Q: Most of your background is in financial accounting at large companies, how did that background help serve you when joining a startup and what were some of the skillsets you had to learn that you didn't necessarily have when you joined? I’ve been fortunate to get experience in a multitude of areas including sales, marketing,  business development in addition to finance.  With an early-stage entity, being able to wear multiple hats is important, but the finance and business understanding is critical to understanding the cost structure, margins, costs per order necessary to making the business successful.  I don’t believe you can make it up on volume and you have to target point where you turn a profit and are no longer dependent on your next capital raise to keep growing.  It also helps with negotiating deals with banks, Venture Capital, Joint Ventures and working through the financial ramifications of each transaction.  Finally with the incredible value of the data being built and delivered by our technology, my comfort with numbers, statistics and the algorithms we are building is another asset that I can bring to the table.

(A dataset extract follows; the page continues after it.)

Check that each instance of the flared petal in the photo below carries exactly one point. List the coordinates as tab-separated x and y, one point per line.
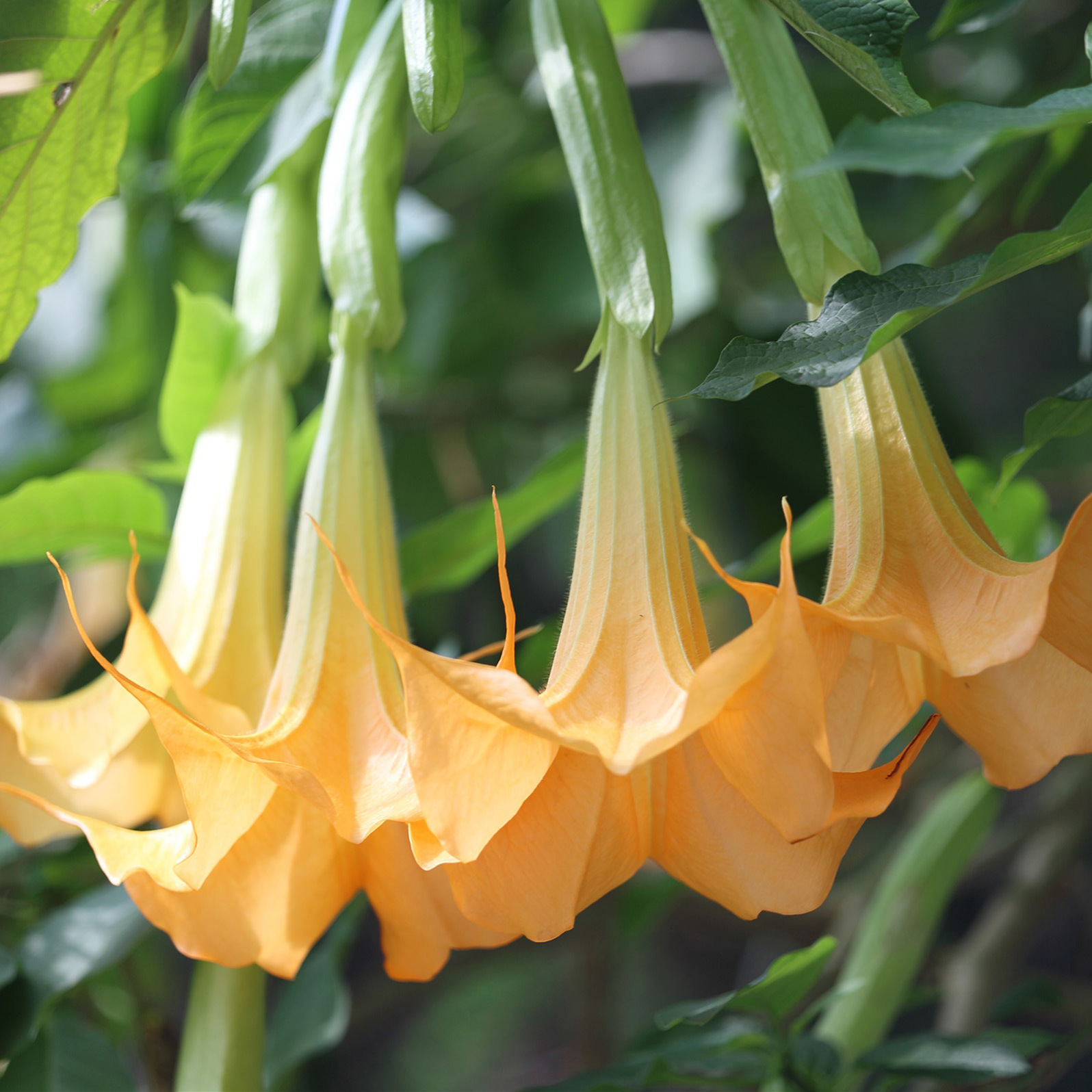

Q: We've seen a big trend in professional sports league's getting more and more serious about player's health. Is this reverberating across high school and college sports as well? What can leagues do to continue to decrease injuries statistics? The importance of data & analytics, sports science and health has become more and more important as we learn more, but we still have only scratched the surface of where we need to be. The athletes are getting stronger and faster every year, so the only real way to decrease injury statistics is to take a healthcare perspective instead of a sick-care perspective.  What I mean is we typically treat the patient or athlete after they are injured and rehab them, and when we rehab them are we rehabbing them to get back in the game as soon as possible or for the lowest possible risk of re-injury? TRAZER quantifies what actually matters through the ability to see (vision), process (cognitive), and execute (motor/physicality). These are several other key points;

  1. Tests the athlete in a sports specific analogous environment to the field of play using reactive based (not pre-planned) patterns measuring an athlete’s ability to stop, start and change direction.

  2. TRAZER can quantify injury risk looking at an athlete’s movement asymmetry. When organizations are spending millions on an athlete, their risk of injury is significant in their decision making. The famous adage; “If we can’t measure, we can’t improve” has never been truer with TRAZER. By knowing the athlete’s risk on the front end, we can mitigate that risk and build a healthier, better performer.

  3. Test/measure the athlete frequently to monitor progress or degradation over time, overtraining such that we can mitigate or use therapy to address an injury before it becomes major.

These key points are not just critical in sport, but in life. It allows TRAZER to continue to expand and grow into physical therapy, the senior market and more.

Q: What attributes drives your why and passion the most?  Family and key core values, being a lifelong learner and the opportunity with something like TRAZER to help millions of people with our technology.  Something very few people know about my wife and I is we adopted a 6-year-old boy from Russia 16 years ago after having 3 girls of our own.  We can’t imagine today what life would be without him.  The experience of bringing our son into our family and the support from the community in NE Ohio was unbelievable.  From the 2 trips to Russia in the middle of winter, the 1st days together while waiting on his papers to finalize with the embassy, to the arrival home to his sisters and grandparents.  We are so proud of everything he has accomplished against lottery-like odds from an orphanage across the globe to a family in NE Ohio.